No you could go from normal to heroic without a complete set but you would of been hard pressed during legion to go from 100-110 with out your artifact weapon or from 110-120 in BfA without azerite gear and your HoA.
This is where I think most of the disagreements come.
For some people in SL, they will just be a warrior or a rogue still. To them, covenants are just talents/spec you cannot swap. Which seems terrible yes.
To others, In SL they will be night fae warrior or venthyr warrior. Instead of covenants as talents, its like picking a class a second time.
You are missing my point. I am very aware that people just want to min max within their own classes. Its just the principle of it. People were able to commit to a decision with classes, why can’t they with covenants.
Which comes down to what I said earlier with viewing covenants as “talents” or “classes”
In my eyes, people were fine with choosing classes. Im sure choosing a covenant wont be as bad as they make it out to be due to that fact. Maybe I’m wrong, buts just how I see it.
This is what’s frustrating about the choice matters concept with covenants, though. It’s that choice only matters when everyone has to make a choice. That flying example is the quintessence of ‘choice matters’: if one doesn’t choose to fly, it definitely impacts the game. Isn’t that the concept of choice matters?
We can make choices now: what azerite traits to use, what essences to use, what trinkets to us, all of which are based on fun, immersive game play.
I like the narrative theme of the covenants. I am bummed that they will make trying other aspects of the game harder. This is a paradigm that’s not be active in the game ever. I suppose we can compare them to the vanilla priest racial benefits, or paladin v shaman (or even then paladins in the different factions getting different seals).
I’m looking forward to trying it, but their are ao many consequences tied to one choice. This seems like it would be tantamount to a choose our own adventure book, but there’s only one choice, one fork on the road, that then funnels into one story.
Why not choose a covenant motif, then choose a soulbind, then choose a covenant ability, and then a class ability?
I’m rambling, and I’ve got nothing but mutual respect, Dex, sorry if it comes off aggressive. Truly.
Because classes are the vehicle we voluntarily chose to enter the world of warcraft in. Covenants are a borrowed power that are forced on us to progress, and since progress means different things to different people it sucks that we can’t more easily swap the power they offer (or just, get rid of the power all together but it’s probably too late for that)
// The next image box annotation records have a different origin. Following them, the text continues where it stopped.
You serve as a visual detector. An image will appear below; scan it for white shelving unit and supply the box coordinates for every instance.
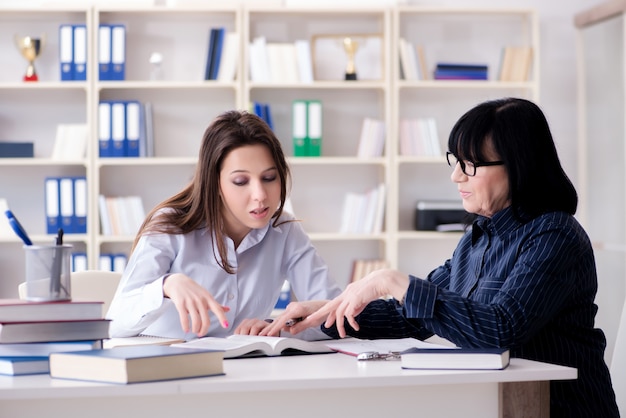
[0,7,93,297]
[243,7,392,285]
[0,5,539,297]
[389,6,540,277]
[88,5,241,268]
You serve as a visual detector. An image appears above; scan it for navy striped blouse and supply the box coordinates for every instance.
[325,208,619,417]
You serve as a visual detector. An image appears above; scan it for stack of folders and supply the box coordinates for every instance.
[98,100,154,158]
[59,24,87,81]
[44,176,87,235]
[292,99,322,157]
[0,299,109,376]
[98,24,126,81]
This doesn’t have to be true. Borrowed power, in and of itself, isn’t a bad thing. Classes feeling incomplete is bad, and Blizzard really needs to fix this, but if they worked the same way tier and stuff did there wouldn’t be an issue. Your problem isn’t really “Borrowed Power”, it’s bad class design.
I only played in bc, but I just remember the expensive cost of changing specs. Is that what you’re referring to? Let me know what I’m missing, I’m definitely willing to learn.
And this may also be a semantic discussion about what constitutes choice.
Yes, changing specs was prohibitively expensive. Moreso in vanilla than BC, as there was more gold floating around in BC. There were also the racial priest abilities in Vanilla, but you already mentioned those. If you didn’t play it, you wouldn’t really understand just how much of a requirement it was to have a Dwarf Priest for Fear Ward if you were Alliance.
Good point. Thank you for the perspective. Do you think that helps promote or detract from the concept of covenants if a very specific race/class combo was required in content that harkens to the covenant paradigm now?
To me, covenants feel like the concept of ‘sub classes’. Which I can appreciate is cool. I can also appreciate a sub race that yields a racial - perhaps akin to the covenant ability. But then maybe balance that out by an additional choice that is less strict ( yielding the current class ability).
Anyway, I’m rambling. Thank you for the perspective.
Trade-offs add another layer of complication the game needs. If you want to min/max–you can still min/max but now there’s something that you need to take into account that you can’t readily change with the click of a button.
Trade-offs are not single player exclusive. Just because this is a MMORPG does not mean the game has to ignore the RPG.
Classes were bad before borrowed power, so the point is moot.